COCと独立経営<896>近畿流通市場の「戦国時代」 – 関 匤

油業報知新聞7月24日付に、COC通常総会と研修会の記事が掲載されました。もっとも行われたのが6月26日ですから、1カ月の間“熟成”したうえでの記事掲載です(笑)。
系列特約店や石商関係者には何の興味もないでしょうが、小さくて予算の無い組織なので、完全に自前で企画して準備から開催まで自己労働の自己搾取です。当日は木下星史理事長が早めに会場に来て、他の理事とともに受け付けまでやってくれます。手弁当でがんばっているのです。

招聘する講師の方のレベルはSS業界では屈指と自負します。だって、他では“本当の話をする講師は不要”ですから。
そういうことで“ごまめの歯ぎしり”かもしれませんが、記者が来ているならばCOCの存在感を伝えくれませんか? 1カ月も油業“放置”するのはどういう了見ですか?と、言を荒げるほど私は直情径行ではありませんが(笑)。


動画サイトで、大阪の毎日放送のニュース番組の特集がアップされていました。テーマは「関西は今『スーパー戦国時代』へ突入」です。
関西以外の有力チェーンが関西市場に相次いで出店しているそうです。肉のハナマサ、OK、ロピアの関東勢、中京のバロー、九州のトライアルなど猛者が参入しています。
ちなみに、バローは愛知と岐阜で3カ所のセルフSS(PB)を併設しています。

背景として関東市場が飽和状態にあるそうです。大阪は1㎞圏の商圏人口が千葉の約4倍ありますが、人口10万人当たりのスーパー店舗数が千葉とほぼ同数です。つまり大阪に伸びしろがあるということです。
もう1つの背景として「業態間競争の激化」があります。経産省の2023年上期のデータとして、スーパーは売上高7.5兆円で、次いでコンビニ6.1兆円、ドラッグストア4兆円と続きます。
これを伸び率で見ると、スーパー業態はインフレ分の伸びにとどまっていますが、コンビニとドラッグは明らかに新規増客の数字となっています。

ということでスーパー業界は伸びる市場への新規出店を掛けています。同時に、食品で勝負する世界なので鮮度と味の競争も激化しています。店舗評価のバロメーターが「惣菜」だそうです。各スーパーともに「一品づくり」に凄まじい精力を投入しています。
メーカーや卸元からの“あてがい扶持商品”ではなく、独自開発の「PB商品」です。ここでしのぎを削っています。
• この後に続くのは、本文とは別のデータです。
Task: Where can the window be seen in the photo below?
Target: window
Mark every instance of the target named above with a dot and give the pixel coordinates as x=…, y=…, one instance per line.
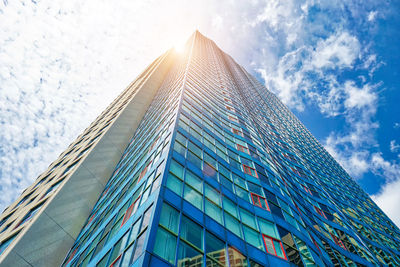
x=191, y=232
x=307, y=189
x=193, y=197
x=128, y=213
x=215, y=251
x=274, y=246
x=236, y=259
x=230, y=108
x=165, y=245
x=338, y=241
x=233, y=118
x=242, y=149
x=252, y=237
x=144, y=171
x=249, y=170
x=319, y=211
x=169, y=218
x=259, y=201
x=236, y=131
x=188, y=256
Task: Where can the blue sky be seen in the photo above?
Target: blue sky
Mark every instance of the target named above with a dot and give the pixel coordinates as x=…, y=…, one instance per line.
x=334, y=63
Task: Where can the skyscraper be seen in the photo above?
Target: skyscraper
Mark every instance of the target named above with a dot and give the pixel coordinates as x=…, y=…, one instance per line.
x=196, y=163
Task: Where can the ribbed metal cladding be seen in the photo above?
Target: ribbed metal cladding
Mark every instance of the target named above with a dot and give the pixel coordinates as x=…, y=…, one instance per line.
x=44, y=221
x=216, y=172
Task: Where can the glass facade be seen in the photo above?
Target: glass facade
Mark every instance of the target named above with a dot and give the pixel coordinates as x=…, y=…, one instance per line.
x=221, y=173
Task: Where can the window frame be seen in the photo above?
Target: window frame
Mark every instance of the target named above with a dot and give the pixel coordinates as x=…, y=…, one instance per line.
x=280, y=242
x=244, y=166
x=242, y=149
x=259, y=199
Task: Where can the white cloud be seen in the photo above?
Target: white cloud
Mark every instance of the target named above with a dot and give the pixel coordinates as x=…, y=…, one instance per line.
x=359, y=97
x=338, y=51
x=394, y=147
x=388, y=200
x=372, y=15
x=62, y=62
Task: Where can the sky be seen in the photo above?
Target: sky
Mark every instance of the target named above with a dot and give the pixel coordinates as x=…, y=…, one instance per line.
x=335, y=64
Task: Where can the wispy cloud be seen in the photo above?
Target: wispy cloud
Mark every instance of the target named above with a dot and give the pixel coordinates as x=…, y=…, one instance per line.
x=394, y=147
x=62, y=62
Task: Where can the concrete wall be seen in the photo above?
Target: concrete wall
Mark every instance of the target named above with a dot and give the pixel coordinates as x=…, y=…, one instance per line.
x=53, y=231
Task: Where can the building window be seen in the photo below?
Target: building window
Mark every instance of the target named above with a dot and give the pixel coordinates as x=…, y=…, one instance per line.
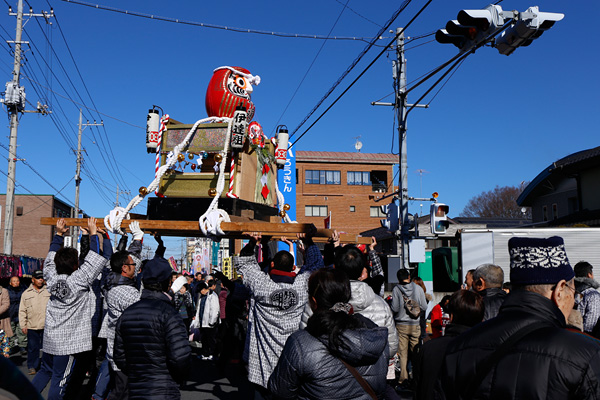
x=359, y=178
x=376, y=212
x=379, y=181
x=319, y=177
x=61, y=213
x=315, y=211
x=573, y=205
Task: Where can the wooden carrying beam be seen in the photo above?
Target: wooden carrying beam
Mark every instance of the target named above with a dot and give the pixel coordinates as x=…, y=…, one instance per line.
x=234, y=229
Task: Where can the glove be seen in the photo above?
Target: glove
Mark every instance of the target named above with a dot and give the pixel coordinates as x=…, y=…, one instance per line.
x=137, y=233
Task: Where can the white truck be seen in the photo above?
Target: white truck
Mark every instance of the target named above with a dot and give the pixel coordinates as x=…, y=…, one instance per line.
x=480, y=246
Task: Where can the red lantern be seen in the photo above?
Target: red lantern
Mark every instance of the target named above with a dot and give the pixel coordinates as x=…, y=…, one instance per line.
x=227, y=90
x=256, y=135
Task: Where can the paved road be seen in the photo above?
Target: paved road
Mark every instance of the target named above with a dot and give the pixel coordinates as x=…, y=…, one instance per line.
x=207, y=380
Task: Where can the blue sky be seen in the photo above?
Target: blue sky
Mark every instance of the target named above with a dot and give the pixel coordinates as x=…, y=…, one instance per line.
x=498, y=121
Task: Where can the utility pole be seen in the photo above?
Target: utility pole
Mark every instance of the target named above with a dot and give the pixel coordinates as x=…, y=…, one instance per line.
x=117, y=205
x=15, y=103
x=400, y=106
x=75, y=213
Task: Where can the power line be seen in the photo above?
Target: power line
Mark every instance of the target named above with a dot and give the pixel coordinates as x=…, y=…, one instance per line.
x=310, y=66
x=213, y=26
x=83, y=105
x=88, y=93
x=33, y=169
x=353, y=64
x=360, y=15
x=110, y=167
x=362, y=73
x=30, y=192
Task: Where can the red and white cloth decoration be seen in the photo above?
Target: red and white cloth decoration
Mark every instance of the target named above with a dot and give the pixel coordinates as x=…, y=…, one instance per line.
x=163, y=127
x=230, y=193
x=264, y=179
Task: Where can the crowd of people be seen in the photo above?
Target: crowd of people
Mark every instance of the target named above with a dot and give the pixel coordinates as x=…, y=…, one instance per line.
x=320, y=330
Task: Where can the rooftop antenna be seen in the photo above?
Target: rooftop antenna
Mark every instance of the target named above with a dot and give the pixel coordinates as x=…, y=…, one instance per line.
x=421, y=172
x=358, y=144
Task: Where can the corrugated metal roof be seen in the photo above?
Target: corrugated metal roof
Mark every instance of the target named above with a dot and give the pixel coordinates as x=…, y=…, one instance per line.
x=566, y=165
x=346, y=157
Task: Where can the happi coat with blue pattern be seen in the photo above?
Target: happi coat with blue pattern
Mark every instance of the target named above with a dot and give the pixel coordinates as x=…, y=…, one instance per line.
x=275, y=312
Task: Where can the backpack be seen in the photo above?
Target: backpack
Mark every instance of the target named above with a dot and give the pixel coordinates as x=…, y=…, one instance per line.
x=411, y=306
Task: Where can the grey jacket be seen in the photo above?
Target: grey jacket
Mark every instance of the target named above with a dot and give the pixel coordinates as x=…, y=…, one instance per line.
x=368, y=304
x=68, y=327
x=274, y=312
x=308, y=368
x=413, y=291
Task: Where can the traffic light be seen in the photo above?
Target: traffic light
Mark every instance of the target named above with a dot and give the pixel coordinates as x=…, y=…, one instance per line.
x=529, y=26
x=391, y=222
x=470, y=27
x=439, y=218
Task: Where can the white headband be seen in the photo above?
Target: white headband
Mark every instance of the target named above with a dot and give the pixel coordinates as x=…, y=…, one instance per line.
x=254, y=80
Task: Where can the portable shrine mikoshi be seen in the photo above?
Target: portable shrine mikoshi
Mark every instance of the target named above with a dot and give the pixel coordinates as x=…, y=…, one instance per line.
x=217, y=177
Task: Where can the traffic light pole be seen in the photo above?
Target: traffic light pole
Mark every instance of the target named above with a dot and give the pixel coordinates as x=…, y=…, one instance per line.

毎日放送の番組を見ていて、彼らが見落としていた大きな存在がコストコです。近くオープンする滋賀県東近江を含めて近畿2府4県に5店舗となります。関東には1都6県で7店舗あります。

人口では近畿は関東の2分の1以下です。コストコの物凄い密集度です。いずれもガソリンを販売します。パナソニック工場跡地に出店した門真店はガソリンを5000販売と聞きました。

関西人の私なりの分析ですが、近畿は関東より面積が広いのですが、中南部で府県庁所在地を東西に結ぶ名神高速エリアに人口が集中しています。高速道は南北、環状に密接に連携しています。関東の半分の面積エリアを縦横に高速網が走り人口稠密度が高くなっています。
中京から近畿への入り口となる三重の四日市インターから近畿の西端の赤穂インターまで2時間34分、近畿の南の和歌山インターから日本海側の中核都市福知山(京都府)まで2時間17分(NEXCO西日本検索)です。つまり巨大物流拠点の伊勢湾と大阪湾がこの時間で結ばれているわけです。「流通業」と呼ばれる人たちにとって“最適の培養土”が近畿市場と考えられます。

コストコのガソリンに関して私は何度も述べていますが、有料会員限定であり広域に既存店から少しずつ集客します。一方、近畿には広域にSSネットワークを構築してきた大手石油企業があります。
SS数が多いゆえに、コストコの「少しずついただく」が複数の直営SSに影響する可能性があります。ガソリンに限らず近畿の消費市場がどう変貌するのか非常に興味深いところです。